I have to input the date time in this format :

"2018-07-17T12:16:50.52Z"

Hence I am using :

private static final SimpleDateFormat LIVETRACK_DATE_TIME_FORMATTER =
  new SimpleDateFormat("yyyy-MM-dd'T'HH:mm:ss'Z'");

DATE_TIME_FORMATTER.parse(timeFrameFrom);

But I'm getting the below error when I run test case :

Tue Jul 17 1[2:20:50 CES]T 2018> but was:<Tue Jul 17 1[0:20:50 GM]T 2018>

Does that mean I should convert the date to GMT format?

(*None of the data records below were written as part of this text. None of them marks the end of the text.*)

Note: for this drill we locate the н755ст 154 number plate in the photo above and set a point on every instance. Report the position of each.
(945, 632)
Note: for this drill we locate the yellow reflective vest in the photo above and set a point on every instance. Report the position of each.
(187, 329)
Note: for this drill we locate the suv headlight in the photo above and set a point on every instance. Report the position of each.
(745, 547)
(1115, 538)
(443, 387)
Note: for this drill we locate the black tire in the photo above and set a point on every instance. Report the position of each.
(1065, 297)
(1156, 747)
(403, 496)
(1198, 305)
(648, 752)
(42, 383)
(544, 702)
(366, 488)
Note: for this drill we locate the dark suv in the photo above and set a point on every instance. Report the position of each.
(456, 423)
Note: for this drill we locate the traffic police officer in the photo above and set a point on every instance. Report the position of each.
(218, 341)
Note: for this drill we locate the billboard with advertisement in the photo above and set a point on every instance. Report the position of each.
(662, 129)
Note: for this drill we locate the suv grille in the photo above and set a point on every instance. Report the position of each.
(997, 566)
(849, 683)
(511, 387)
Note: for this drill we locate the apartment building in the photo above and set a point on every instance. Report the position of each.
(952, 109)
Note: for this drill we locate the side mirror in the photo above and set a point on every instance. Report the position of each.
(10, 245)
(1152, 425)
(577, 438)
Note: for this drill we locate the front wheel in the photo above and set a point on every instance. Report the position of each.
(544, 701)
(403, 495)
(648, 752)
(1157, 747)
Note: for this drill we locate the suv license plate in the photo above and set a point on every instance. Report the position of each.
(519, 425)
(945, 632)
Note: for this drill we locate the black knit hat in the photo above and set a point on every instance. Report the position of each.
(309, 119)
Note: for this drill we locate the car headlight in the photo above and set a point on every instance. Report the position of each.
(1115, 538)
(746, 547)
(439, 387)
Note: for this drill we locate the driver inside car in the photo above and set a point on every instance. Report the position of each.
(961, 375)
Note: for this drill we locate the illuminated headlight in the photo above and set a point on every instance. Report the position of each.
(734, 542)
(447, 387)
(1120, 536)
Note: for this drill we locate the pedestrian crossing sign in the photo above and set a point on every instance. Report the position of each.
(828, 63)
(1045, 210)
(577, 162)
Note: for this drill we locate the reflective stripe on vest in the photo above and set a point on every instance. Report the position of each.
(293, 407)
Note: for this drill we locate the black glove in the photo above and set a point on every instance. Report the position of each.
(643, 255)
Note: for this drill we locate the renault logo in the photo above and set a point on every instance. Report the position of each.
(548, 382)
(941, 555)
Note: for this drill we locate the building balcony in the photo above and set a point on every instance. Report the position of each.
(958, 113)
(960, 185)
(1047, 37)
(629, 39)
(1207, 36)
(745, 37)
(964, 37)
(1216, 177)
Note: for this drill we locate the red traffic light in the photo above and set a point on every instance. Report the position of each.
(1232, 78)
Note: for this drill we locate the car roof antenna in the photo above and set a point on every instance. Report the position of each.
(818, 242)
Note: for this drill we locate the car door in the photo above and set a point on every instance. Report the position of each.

How do I convert it?

Answer 1

    DateTimeFormatter formatter = DateTimeFormatter.ofPattern(
            "EEE MMM dd HH:mm:ss zzz yyyy 'Uhr'", Locale.ROOT);

    String input = "2018-07-17T12:16:50.52Z";
    ZonedDateTime dateTime = Instant.parse(input)
            .atZone(ZoneId.of("Europe/Berlin"));
    String output = dateTime.format(formatter);
    System.out.println(output);

Output:

Tue Jul 17 14:16:50 CEST 2018 Uhr

Your test case is expecting the wrong result. The Z in your input string means UTC (offset zero from UTC or the so-called Zulu time zone). The time of 12:16:50.52 in UTC is the same as 14:16:50.52 in Central European Summer Time (CEST). So requiring Tue Jul 17 12:20:50 CEST 2018 Uhr is wrong.

In your code you hardcoded Z as a literal rather than parsing it as an offset as you should. Funnily this produced the wrong point in time that the unit test expected, only not in the expected time zone. This may have to do with Date.toString using the time zone setting of your JVM and the test expecting this to be CEST, when it really was GMT. However your SimpleDateFormat didn’t use GMT for parsing the string (probably CEST), so you haven’t given us enough information to explain everything that has happened in your test. SimpleDateFormat would use the same JVM setting unless you have explicitly set its time zone, which doesn’t happen in the code you have posted.

Link: Oracle tutorial: Date Time explaining how to use java.time.